On January 1, 2023, he entered the NCAA transfer portal. He transferred to Arkansas over his two other finalists, Penn State and Oklahoma.

===Arkansas===
In his first season at Arkansas, Broden started four games and had 109 yards receiving and three touchdowns, the latter marking his high for the Razorbacks.

In his second and final season in 2024, he started nine games and played in all 13. His high for receiving yards with Arkansas was this year, with 197.

== Professional career ==

After going undrafted in the 2025 NFL draft, Broden was signed by the Seattle Seahawks. On May 2, 2025, he signed a three-year, $2.98 million contract with the Seahawks. Broden was waived by Seattle on August 26, then was re-signed to the team's practice squad the following day. He was again waived by the Seahawks on October 14, and was later re-signed on October 24.

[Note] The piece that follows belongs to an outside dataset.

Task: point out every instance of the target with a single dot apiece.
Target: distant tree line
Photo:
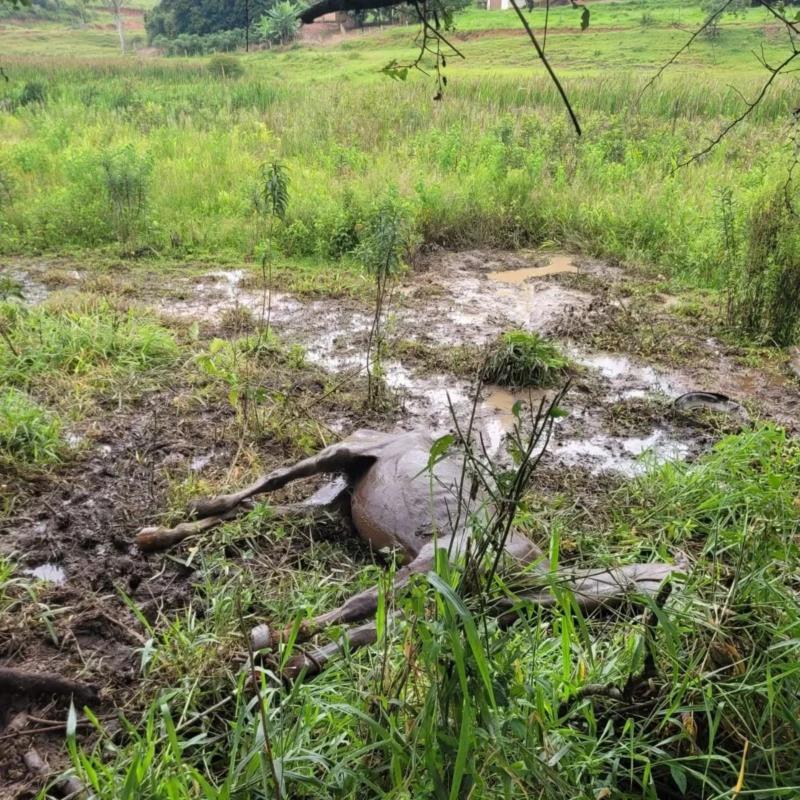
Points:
(171, 18)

On February 12, 2026, Broden signed a reserve/futures contract with the Seahawks. He converted to cornerback ahead of the 2026 season. On July 24, Broden was waived by the Seahawks.

Pre-draft measurables
| Height | Weight | Arm length | Hand span | Wingspan | 40-yard dash | 10-yard split | 20-yard split | 20-yard shuttle | Three-cone drill | Vertical jump | Broad jump |
| 6 ft 5+1⁄8 in (1.96 m) | 194 lb (88 kg) | 33+1⁄4 in (0.84 m) | 9+1⁄2 in (0.24 m) | 6 ft 6+1⁄4 in (1.99 m) | 4.37 s | 1.51 s | 2.45 s | 4.40 s | 7.07 s | 35.0 in (0.89 m) | 11 ft 4 in (3.45 m) |
All values from Pro Day

== Personal life ==
He was born to Tyrone Broden Sr. and Felicia Streater. As a child, he had a stutter. He has two siblings: Tylicia and Tajanea Broden. Two brothers, Derrick Streater and Darryl Burks, both died during Broden’s time at Arkansas. Streater died in a car accident in July 2023, and Burks died by suicide nine months later in April 2024.